I have no information about how this incident came to be but I can confidently predict that people will blame it on greedy execs and sloppy devs, regardless of what the actual details are. And they will therefore learn nothing from the details.
@norootcause spoiler: it will turn out to be a process gap, as almost always, and people will waste a lot of time looking for an individual to blame
@norootcause one of my favorite thought exercises here is "let's say this was entirely due to one person's total failure to follow process, or even acting with malice: it's still a process gap if one single person's actions (or lack thereof) have the potential to cause this kind of outage.”
It's always a process gap.
@darkuncle @norootcause
I am guessing that CloudStrike doesn't do gradual rollout, which would seem to be a well-known best practice. (Of course it costs extra to develop and use such a system)
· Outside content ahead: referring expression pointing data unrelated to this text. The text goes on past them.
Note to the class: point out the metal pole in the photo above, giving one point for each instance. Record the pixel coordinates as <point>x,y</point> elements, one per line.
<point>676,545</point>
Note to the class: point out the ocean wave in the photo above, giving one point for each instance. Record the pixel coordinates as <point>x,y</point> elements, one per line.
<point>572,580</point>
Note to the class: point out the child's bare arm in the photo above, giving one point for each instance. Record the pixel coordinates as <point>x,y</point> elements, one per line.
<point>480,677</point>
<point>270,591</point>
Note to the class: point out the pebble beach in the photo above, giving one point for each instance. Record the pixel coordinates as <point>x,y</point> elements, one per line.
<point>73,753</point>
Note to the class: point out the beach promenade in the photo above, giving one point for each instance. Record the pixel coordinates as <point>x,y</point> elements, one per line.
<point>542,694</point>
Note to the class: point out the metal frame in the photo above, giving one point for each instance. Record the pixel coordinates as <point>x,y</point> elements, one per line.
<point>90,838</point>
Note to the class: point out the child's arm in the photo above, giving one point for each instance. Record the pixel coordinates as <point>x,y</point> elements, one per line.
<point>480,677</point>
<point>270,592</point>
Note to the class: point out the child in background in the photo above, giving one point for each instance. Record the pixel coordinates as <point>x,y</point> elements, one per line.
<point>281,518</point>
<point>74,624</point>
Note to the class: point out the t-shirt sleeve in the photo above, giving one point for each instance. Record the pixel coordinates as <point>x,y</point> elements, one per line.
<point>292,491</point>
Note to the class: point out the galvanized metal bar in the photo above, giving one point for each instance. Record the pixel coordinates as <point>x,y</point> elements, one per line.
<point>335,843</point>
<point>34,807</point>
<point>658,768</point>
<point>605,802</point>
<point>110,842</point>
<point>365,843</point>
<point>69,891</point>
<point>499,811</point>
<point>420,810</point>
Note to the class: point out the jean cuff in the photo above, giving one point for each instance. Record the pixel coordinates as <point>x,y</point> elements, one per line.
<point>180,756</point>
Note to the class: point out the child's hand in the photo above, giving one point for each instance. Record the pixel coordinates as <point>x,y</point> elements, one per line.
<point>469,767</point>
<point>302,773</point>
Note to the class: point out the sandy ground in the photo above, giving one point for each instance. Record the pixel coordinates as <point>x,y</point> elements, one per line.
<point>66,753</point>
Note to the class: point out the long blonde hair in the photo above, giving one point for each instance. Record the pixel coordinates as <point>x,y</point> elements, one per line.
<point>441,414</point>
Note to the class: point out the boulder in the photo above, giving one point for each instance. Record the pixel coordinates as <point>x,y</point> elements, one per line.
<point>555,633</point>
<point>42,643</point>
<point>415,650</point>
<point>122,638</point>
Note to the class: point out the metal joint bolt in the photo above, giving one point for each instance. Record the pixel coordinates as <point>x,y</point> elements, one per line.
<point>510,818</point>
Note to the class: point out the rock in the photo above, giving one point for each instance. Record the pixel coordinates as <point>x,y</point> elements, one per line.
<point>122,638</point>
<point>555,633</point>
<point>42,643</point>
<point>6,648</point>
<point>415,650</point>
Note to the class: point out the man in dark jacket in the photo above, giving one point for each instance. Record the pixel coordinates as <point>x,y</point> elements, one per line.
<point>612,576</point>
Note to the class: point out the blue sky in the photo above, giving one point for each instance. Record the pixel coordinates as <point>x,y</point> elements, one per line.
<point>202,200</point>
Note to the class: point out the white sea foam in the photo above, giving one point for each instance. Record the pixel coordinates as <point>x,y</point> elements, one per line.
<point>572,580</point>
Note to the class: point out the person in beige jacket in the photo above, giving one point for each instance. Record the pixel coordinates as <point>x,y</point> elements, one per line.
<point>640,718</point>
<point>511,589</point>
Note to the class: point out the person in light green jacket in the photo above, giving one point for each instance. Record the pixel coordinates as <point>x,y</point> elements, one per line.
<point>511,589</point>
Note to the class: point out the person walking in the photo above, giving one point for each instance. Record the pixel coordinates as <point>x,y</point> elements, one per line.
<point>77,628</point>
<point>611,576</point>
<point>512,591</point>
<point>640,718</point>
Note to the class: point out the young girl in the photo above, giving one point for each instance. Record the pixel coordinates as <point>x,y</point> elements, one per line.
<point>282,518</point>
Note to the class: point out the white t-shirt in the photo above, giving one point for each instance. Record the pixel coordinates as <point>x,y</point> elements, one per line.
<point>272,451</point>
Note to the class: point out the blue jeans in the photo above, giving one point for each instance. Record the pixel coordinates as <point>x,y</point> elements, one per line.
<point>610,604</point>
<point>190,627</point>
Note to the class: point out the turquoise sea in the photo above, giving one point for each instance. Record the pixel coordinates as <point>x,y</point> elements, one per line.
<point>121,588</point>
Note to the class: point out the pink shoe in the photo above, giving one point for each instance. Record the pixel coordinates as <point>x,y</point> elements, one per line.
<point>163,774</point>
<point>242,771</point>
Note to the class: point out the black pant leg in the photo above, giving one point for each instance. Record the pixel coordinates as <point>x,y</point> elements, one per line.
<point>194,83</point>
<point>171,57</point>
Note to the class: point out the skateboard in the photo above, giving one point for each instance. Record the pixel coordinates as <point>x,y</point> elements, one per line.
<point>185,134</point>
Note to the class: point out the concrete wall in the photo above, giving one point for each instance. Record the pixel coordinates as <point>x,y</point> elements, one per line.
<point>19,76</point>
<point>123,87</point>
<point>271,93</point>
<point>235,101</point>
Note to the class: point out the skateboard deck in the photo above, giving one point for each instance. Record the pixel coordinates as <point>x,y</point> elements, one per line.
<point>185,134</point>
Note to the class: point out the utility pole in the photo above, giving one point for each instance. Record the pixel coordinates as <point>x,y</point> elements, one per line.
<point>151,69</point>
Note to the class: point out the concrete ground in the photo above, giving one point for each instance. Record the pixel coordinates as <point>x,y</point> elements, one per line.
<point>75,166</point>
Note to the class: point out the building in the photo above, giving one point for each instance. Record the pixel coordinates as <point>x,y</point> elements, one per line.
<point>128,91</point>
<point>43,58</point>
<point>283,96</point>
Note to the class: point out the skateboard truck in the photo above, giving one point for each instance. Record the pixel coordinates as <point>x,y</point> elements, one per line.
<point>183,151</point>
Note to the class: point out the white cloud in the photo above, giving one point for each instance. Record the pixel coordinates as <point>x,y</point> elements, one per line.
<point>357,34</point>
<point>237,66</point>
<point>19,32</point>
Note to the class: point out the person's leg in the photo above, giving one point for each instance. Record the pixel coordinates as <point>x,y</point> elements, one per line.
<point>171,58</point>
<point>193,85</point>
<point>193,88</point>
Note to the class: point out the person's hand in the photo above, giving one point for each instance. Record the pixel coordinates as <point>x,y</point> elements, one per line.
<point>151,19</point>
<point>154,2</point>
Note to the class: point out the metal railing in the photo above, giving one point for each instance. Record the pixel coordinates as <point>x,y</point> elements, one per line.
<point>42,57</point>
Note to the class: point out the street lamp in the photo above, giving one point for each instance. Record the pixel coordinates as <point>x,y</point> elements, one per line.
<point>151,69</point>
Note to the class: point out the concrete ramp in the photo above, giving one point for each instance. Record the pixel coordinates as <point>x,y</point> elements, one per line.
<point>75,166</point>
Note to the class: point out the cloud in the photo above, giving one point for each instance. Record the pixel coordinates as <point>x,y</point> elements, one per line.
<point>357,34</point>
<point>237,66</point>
@PeterLudemann @norootcause post-mortem on this is going to be interesting
@norootcause Also DEI, Biden, etc.
@Bobsee @norootcause You forgot Bill Gates.
@rpetre True enough
@norootcause It's way too public and people need that simple answer. :(
@dtauvdiodr I wouldn’t be surprised if there was a congressional hearing!
@norootcause honestly, I'm really hoping we eventually learn what mitigations they put in place. It's all well and good for us to say you should have secondary access channels or automated rollbacks or whatever else. But that's a hard enough problem in userspace application code. How do you even do these things in the bootloader?